Hidden edge Dirac point and robust quantum edge transport in InAs/GaSb quantum wells

TL;DR

This paper investigates the unique band structure and robustness of quantum edge transport in InAs/GaSb quantum wells, revealing a hidden Dirac point and explaining resilience under magnetic fields.

Contribution

It uncovers the peculiar band evolution and the hidden Dirac point in InAs/GaSb quantum wells, explaining the robustness of edge transport despite magnetic field effects.

Findings

The Dirac point can be buried in the bulk valence bands in deeply inverted regimes.

Zeeman energy gaps open at the Dirac point under magnetic fields.

Quantum edge transport remains robust even with strong magnetic fields.

Abstract

The robustness of quantum edge transport in InAs/GaSb quantum wells in the presence of magnetic fields raises an issue on the fate of topological phases of matter under time-reversal symmetry breaking.
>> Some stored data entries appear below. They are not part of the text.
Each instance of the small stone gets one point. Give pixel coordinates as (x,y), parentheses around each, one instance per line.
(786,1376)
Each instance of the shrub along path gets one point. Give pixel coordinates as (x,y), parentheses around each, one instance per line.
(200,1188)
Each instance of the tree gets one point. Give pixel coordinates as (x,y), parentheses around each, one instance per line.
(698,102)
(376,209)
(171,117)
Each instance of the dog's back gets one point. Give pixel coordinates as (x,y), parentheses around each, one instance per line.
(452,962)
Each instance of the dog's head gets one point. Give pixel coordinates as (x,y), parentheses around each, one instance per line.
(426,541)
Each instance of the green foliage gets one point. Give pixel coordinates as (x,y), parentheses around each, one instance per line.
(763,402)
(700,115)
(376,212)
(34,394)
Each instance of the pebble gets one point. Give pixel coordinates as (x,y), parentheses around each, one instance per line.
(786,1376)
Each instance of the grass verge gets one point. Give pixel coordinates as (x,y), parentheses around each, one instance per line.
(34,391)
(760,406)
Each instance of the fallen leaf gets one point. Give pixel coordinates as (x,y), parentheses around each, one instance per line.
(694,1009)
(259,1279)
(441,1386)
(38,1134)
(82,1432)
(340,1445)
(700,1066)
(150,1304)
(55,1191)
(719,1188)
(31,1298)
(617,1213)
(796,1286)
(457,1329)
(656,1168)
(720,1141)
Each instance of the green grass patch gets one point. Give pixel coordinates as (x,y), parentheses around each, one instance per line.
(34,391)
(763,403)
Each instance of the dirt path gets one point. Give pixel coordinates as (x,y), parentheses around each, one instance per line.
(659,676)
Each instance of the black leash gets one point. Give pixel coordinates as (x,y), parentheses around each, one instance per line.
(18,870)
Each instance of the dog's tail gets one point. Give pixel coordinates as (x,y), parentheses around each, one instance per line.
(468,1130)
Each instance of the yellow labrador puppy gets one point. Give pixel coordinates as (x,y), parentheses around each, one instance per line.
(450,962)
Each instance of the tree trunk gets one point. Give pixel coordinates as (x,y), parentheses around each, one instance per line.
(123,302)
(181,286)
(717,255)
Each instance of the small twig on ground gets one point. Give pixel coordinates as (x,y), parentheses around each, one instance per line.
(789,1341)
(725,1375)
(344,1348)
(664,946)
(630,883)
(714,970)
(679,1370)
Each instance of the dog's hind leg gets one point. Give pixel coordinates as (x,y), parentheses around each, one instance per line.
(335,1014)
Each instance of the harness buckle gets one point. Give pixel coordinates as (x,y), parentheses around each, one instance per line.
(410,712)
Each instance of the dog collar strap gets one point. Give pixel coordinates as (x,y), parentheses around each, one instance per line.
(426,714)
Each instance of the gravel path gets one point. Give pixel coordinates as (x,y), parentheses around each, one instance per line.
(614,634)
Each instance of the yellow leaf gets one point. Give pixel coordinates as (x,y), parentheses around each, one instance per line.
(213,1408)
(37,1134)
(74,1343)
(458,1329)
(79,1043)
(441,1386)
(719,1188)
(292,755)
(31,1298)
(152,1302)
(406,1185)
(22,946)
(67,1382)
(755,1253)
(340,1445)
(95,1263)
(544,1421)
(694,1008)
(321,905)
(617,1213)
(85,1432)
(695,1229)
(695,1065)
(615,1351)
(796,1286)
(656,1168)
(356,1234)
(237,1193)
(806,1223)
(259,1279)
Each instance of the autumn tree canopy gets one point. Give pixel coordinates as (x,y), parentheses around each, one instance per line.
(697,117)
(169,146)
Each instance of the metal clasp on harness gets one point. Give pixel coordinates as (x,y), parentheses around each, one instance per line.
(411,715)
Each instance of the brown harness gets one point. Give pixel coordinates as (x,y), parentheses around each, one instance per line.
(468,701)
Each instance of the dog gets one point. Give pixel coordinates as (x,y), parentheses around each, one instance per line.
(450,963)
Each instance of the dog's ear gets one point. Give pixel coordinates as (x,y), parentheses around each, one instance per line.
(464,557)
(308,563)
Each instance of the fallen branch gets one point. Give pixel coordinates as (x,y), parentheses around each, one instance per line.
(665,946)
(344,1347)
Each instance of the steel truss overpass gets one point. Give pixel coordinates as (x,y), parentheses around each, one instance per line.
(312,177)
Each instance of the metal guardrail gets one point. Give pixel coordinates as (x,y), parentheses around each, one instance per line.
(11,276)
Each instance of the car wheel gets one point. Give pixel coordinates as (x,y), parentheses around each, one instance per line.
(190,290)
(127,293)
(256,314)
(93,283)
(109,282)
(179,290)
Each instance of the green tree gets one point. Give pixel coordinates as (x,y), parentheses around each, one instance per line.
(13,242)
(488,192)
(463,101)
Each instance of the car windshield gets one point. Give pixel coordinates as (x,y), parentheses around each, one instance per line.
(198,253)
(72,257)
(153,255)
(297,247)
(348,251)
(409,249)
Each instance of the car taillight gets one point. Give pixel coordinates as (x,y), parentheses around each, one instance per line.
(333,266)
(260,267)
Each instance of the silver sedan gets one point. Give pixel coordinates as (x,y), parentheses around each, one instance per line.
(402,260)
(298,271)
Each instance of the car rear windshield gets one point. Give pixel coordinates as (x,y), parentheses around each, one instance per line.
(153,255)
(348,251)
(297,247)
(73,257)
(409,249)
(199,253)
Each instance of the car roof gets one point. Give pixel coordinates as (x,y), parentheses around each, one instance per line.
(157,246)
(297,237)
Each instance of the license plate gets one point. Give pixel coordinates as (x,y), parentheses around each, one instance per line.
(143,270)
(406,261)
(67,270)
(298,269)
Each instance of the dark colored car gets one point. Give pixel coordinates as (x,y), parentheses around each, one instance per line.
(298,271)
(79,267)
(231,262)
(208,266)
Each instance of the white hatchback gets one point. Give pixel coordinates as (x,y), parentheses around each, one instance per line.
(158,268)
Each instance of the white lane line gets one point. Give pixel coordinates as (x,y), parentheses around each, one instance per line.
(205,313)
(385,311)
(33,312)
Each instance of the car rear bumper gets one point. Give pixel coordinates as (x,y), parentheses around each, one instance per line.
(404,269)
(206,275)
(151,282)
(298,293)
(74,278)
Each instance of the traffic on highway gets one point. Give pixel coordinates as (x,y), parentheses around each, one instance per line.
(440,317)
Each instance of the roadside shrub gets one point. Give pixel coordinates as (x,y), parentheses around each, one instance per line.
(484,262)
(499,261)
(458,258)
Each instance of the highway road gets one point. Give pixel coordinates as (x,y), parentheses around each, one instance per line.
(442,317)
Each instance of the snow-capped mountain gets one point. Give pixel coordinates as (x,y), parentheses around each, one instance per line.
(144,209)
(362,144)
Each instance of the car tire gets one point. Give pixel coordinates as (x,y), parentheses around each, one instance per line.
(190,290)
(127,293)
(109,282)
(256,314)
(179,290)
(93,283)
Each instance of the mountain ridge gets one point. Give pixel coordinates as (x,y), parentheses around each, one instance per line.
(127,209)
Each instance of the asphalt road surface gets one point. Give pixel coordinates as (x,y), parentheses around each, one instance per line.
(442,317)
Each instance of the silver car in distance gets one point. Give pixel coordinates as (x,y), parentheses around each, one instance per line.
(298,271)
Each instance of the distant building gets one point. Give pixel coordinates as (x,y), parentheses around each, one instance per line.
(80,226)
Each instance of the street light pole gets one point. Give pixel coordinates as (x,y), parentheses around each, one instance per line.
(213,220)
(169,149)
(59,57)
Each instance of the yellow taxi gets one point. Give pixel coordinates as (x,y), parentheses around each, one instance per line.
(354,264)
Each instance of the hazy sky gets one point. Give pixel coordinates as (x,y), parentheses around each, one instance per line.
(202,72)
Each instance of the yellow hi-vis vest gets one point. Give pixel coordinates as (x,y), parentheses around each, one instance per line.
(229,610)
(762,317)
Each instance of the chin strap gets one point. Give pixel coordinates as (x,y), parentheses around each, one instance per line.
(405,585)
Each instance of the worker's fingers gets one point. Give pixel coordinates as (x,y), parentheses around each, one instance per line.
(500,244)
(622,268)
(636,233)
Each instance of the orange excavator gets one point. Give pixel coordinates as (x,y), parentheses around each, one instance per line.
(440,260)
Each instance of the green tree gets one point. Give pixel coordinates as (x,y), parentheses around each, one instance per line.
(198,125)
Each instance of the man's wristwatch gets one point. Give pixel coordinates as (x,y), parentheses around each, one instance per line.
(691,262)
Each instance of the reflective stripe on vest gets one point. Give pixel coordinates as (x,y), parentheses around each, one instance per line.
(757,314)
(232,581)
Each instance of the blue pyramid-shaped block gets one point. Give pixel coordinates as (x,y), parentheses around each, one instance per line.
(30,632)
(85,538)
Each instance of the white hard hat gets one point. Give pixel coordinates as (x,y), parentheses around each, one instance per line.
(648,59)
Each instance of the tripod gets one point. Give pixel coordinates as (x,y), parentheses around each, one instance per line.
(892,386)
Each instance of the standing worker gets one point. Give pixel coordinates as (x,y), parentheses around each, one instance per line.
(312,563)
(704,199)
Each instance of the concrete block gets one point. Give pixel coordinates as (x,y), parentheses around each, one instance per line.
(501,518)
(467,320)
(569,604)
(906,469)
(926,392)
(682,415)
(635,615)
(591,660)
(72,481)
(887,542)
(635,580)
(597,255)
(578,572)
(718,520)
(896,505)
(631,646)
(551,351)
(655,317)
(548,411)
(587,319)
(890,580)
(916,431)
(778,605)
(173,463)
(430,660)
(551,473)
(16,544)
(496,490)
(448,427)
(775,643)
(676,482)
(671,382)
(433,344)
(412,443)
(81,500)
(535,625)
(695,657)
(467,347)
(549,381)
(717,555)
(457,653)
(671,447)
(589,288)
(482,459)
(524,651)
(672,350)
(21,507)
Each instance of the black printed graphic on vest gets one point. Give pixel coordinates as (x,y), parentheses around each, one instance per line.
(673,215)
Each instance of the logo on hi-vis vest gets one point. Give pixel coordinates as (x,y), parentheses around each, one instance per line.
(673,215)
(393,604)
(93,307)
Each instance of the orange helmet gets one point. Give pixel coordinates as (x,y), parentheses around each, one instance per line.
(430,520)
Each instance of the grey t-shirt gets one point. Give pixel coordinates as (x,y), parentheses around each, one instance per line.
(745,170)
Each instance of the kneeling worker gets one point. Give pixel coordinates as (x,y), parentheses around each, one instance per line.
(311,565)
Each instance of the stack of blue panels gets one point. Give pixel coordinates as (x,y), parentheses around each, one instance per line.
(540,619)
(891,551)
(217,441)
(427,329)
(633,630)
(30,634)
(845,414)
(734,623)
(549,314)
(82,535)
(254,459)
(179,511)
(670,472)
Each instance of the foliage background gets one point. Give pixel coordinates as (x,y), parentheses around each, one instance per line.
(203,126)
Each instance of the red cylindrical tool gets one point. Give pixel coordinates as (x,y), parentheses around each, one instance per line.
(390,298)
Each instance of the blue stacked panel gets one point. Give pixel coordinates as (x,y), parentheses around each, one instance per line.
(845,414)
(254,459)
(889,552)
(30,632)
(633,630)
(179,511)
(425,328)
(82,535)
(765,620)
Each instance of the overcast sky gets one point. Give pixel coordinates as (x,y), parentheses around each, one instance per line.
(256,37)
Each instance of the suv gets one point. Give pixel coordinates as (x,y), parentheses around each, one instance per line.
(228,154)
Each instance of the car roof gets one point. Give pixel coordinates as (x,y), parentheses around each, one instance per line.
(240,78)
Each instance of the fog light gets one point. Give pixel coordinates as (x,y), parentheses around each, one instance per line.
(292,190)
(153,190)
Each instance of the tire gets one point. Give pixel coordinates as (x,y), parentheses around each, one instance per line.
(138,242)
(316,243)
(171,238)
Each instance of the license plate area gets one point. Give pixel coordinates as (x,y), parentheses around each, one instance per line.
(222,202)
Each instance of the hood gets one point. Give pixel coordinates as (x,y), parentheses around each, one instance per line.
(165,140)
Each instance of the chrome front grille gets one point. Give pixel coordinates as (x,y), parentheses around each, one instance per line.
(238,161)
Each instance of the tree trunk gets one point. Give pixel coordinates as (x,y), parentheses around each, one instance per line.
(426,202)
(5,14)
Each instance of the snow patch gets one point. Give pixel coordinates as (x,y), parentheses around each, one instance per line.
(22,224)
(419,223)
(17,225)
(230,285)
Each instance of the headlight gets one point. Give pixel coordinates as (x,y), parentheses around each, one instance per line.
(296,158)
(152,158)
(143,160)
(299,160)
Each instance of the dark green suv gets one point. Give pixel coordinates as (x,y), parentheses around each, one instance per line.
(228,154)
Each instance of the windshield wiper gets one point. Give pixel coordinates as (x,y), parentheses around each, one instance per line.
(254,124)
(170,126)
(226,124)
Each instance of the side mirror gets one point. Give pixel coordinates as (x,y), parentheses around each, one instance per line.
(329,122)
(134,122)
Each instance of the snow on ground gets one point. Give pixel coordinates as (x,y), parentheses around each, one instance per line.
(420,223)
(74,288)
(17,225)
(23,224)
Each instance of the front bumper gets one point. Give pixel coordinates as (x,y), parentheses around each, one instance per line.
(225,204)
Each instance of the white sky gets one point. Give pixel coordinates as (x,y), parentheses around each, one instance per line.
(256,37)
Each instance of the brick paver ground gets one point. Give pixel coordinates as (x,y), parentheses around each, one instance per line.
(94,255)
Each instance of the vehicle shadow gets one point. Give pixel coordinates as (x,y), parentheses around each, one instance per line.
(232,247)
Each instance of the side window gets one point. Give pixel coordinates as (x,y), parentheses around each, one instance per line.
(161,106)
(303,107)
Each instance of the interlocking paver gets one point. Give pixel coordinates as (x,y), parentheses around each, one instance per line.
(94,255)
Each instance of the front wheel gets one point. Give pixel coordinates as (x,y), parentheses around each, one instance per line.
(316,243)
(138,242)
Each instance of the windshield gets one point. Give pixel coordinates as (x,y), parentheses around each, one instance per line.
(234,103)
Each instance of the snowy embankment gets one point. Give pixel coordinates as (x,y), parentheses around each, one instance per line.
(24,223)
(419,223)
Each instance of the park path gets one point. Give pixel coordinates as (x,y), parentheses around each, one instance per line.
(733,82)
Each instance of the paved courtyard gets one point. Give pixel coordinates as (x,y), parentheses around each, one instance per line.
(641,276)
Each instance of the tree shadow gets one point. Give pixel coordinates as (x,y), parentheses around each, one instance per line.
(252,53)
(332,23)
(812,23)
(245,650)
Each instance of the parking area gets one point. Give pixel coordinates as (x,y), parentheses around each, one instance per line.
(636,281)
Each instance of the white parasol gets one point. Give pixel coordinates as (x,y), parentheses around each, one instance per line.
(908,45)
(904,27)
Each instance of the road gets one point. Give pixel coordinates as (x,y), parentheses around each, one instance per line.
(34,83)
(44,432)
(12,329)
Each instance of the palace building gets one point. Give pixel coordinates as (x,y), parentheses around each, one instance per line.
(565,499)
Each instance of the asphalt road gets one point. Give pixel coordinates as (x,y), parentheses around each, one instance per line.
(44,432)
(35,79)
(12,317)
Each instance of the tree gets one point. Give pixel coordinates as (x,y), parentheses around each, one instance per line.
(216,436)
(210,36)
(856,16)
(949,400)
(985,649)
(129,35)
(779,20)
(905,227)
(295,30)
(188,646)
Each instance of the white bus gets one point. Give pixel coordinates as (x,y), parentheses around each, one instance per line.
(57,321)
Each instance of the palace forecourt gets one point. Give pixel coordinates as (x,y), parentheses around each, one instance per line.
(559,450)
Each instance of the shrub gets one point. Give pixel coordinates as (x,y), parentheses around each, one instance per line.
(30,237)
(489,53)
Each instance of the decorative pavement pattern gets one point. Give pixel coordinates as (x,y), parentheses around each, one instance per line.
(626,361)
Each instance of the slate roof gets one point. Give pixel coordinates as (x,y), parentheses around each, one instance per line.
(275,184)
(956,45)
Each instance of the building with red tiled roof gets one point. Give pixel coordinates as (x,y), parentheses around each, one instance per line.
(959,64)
A peculiar band structure evolution in InAs/GaSb quantum wells is revealed: the electron subbands cross the heavy hole subbands but anticross the light hole subbands. The topologically protected band crossing point (Dirac point) of the helical edge states is pulled to be close to and even buried in the bulk valence bands when the system is in a deeply inverted regime, which is attributed to the existence of the light hole subbands. A sizable Zeeman energy gap verified by the effective g-factors of edge states opens at the Dirac point by an in-plane or perpendicular magnetic field, however it can also be hidden in the bulk valance bands. This provides a plausible explanation for the recent observation on the robustness of quantum edge transport in InAs/GaSb quantum wells subjected to strong magnetic fields.